Sara and I walked the short block over to Lafayette Place, still in a kind of shock that prevented our going back over the conclusion of the case in any detail. Not that we didn’t want to clarify many of the things that had happened at the reservoir; but we both knew that we didn’t possess enough information to do so on our own. And the hard knowledge that we did possess was going to take time and wisdom to come to grips with. Of nothing was this more true than the fact that Sara had put an end to a man’s life that night.
“I suppose one of us was destined to do it,” she said wearily, after we’d turned onto Lafayette Place and begun to walk north. Her eyes stared blankly at the sidewalk. “Although I never would have thought that it would be me…”
“If anyone ever had it coming, Connor did,” I said, trying to be reassuring without committing the deadly sin (to Sara’s way of thinking) of mollycoddling.
“Oh, I know that, John,” she answered simply. “Honestly I do. Still…” Her voice trailed off, and then she stopped and took a deep breath, looking at the quiet street around her. Her eyes continued to wander from darkened building to darkened building, and finally came to rest on mine—then, in a quick motion that surprised me, she put her arms around me and laid her head on my chest. “It’s really over now, isn’t it, John?”
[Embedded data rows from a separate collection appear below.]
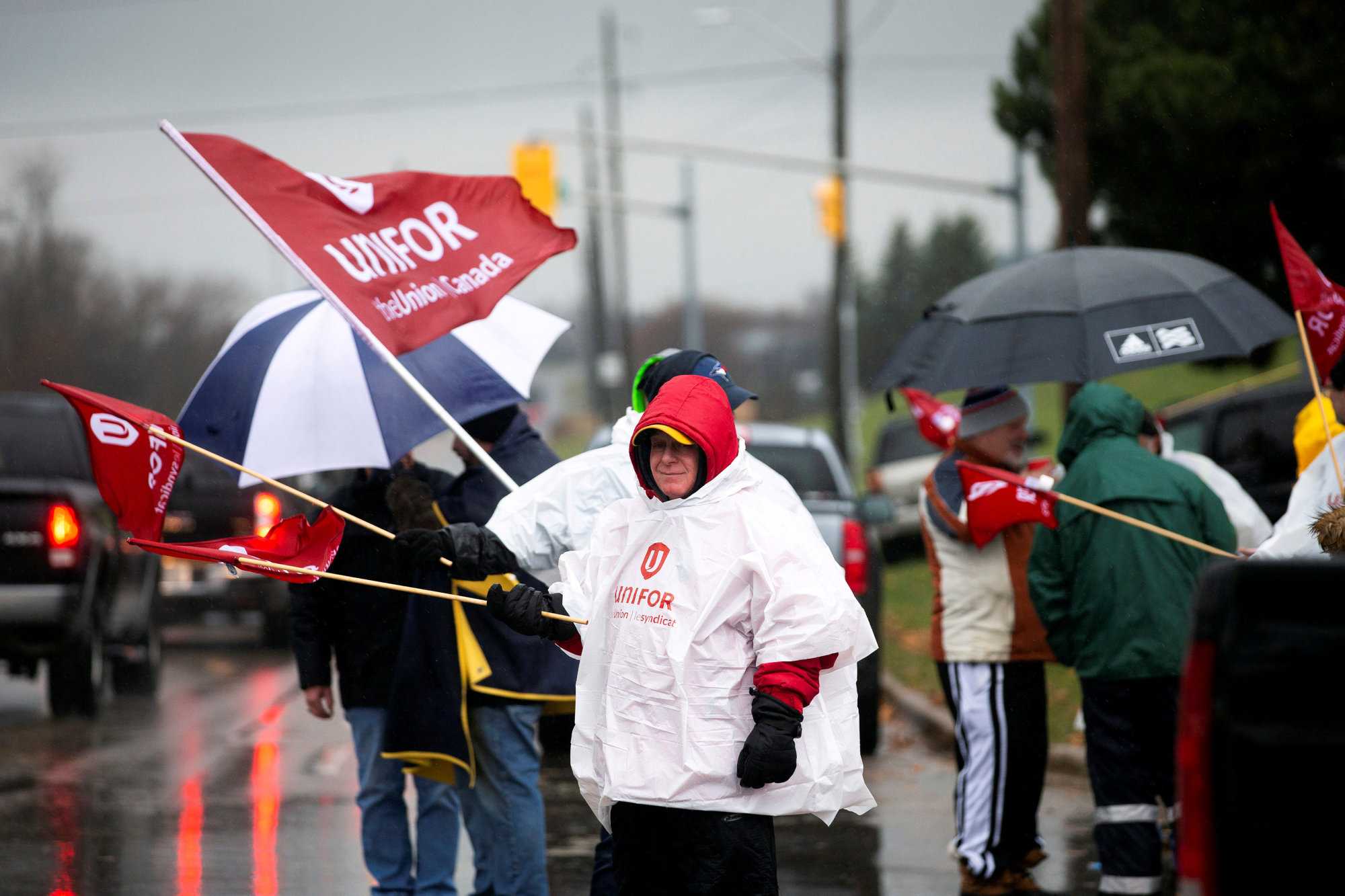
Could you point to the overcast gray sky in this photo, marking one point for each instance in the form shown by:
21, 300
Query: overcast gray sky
85, 81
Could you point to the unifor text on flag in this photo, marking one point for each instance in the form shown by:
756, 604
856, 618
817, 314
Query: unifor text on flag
1320, 300
134, 467
997, 499
412, 255
293, 542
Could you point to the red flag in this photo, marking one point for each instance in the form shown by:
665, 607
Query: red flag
134, 467
293, 541
1321, 302
997, 499
938, 420
411, 255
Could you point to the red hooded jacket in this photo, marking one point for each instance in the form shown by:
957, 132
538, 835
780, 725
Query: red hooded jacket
699, 409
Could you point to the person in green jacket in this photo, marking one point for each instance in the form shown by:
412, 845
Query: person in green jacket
1116, 602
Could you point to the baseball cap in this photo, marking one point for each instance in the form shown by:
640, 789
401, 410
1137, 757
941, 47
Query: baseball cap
688, 362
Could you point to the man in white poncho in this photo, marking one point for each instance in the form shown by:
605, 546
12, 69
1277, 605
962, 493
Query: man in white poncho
718, 671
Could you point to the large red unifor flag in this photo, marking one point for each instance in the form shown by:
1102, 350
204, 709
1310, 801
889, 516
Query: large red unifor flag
997, 499
938, 420
293, 541
1320, 300
411, 255
134, 467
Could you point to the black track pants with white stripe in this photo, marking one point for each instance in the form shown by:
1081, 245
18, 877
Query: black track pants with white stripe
1132, 731
1000, 710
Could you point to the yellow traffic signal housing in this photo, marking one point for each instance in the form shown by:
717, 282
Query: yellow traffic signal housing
535, 169
831, 196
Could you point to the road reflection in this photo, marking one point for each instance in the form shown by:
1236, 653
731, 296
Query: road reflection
190, 822
266, 780
64, 813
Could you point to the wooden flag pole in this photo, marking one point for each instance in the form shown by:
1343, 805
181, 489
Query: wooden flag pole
255, 561
1105, 512
1149, 526
1321, 401
276, 483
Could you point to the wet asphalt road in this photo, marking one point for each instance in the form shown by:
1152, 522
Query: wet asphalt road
224, 784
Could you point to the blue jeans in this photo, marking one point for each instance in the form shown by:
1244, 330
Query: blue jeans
505, 814
384, 827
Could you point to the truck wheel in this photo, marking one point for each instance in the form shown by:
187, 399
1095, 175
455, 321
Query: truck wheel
76, 676
141, 676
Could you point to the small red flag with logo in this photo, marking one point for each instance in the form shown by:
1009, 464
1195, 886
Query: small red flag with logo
938, 420
1320, 300
134, 467
997, 499
293, 541
412, 255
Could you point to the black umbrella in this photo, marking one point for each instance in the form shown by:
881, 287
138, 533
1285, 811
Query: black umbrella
1083, 314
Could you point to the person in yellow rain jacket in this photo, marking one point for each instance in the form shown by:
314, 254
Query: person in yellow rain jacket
1309, 436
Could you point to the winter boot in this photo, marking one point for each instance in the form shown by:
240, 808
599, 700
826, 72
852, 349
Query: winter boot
1001, 884
1020, 874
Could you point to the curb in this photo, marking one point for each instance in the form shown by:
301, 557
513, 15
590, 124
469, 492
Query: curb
935, 724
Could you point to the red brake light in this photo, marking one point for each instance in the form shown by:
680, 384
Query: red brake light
266, 512
1196, 856
855, 553
63, 526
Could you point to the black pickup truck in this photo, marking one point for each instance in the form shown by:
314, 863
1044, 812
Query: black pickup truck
1261, 745
72, 591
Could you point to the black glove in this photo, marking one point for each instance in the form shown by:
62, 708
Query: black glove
521, 608
423, 548
478, 553
769, 755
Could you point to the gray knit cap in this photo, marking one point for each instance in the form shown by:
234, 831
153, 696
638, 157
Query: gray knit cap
989, 407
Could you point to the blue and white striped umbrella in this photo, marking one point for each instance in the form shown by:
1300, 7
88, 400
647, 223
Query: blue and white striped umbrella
295, 391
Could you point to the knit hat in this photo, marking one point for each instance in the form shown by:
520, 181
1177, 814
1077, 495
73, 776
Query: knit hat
989, 407
688, 362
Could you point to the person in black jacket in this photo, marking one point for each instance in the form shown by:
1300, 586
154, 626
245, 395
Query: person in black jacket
490, 747
362, 627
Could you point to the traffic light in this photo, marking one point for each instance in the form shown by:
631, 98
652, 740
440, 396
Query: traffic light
535, 169
831, 196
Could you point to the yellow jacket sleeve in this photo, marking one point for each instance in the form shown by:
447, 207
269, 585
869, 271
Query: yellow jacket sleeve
1309, 439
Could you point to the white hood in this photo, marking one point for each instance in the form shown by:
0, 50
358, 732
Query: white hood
1249, 520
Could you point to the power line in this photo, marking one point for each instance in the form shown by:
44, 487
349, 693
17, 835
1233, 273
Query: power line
794, 163
470, 96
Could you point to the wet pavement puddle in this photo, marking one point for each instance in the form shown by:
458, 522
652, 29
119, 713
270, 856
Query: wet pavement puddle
224, 784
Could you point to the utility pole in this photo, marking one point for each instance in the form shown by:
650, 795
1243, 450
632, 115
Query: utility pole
1071, 96
1019, 198
693, 318
601, 391
845, 374
615, 186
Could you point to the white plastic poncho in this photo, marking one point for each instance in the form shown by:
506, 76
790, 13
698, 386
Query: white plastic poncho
1315, 493
1249, 520
555, 512
662, 702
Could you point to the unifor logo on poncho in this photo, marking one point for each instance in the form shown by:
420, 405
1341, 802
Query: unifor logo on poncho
654, 559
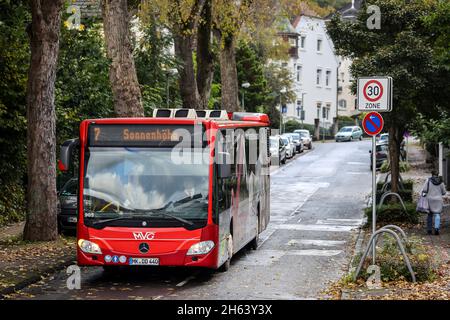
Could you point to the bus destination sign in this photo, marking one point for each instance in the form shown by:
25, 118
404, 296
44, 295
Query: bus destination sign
140, 134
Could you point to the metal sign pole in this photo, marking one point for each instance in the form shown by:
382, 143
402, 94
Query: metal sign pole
374, 194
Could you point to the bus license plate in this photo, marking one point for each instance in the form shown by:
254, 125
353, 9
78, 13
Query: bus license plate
144, 261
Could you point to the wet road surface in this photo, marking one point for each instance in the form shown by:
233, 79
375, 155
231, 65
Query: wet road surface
316, 210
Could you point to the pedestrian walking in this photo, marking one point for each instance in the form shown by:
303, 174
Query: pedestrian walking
433, 191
“You sound sorry,” I said, touching her hair.
“A little,” Sara answered. “Not for anything that’s happened—but I’ve never had an experience like this. And I wonder how many more I’ll be allowed.”
I lifted her head by the chin and looked deep into her green gaze. “Somehow, I get the feeling you’re done with people allowing you to do things. Not that you were ever very good at it, to start with.”
She smiled at that, then walked over to the curb. “Perhaps you’re right.” She turned when she heard a horse’s hooves. “Oh, there’s good luck—a hansom.”
Holding her right hand up to her face, Sara extended her index finger and thumb and, to my consternation, put them in her mouth. She then drew breath and blew hard, producing a whistle that almost split my head open. I clapped my hands to my ears and looked at her in shock, getting another big smile in return.
“I’ve been practicing that,” she said, as the cab clattered over and stopped next to her. “Stevie taught me. It’s fairly good, don’t you think?” She climbed up into the hansom, still smiling. “Good night, John. And thank you.” Rapping on the roof of the cab, she called out “Gramercy Park, driver!” and was gone.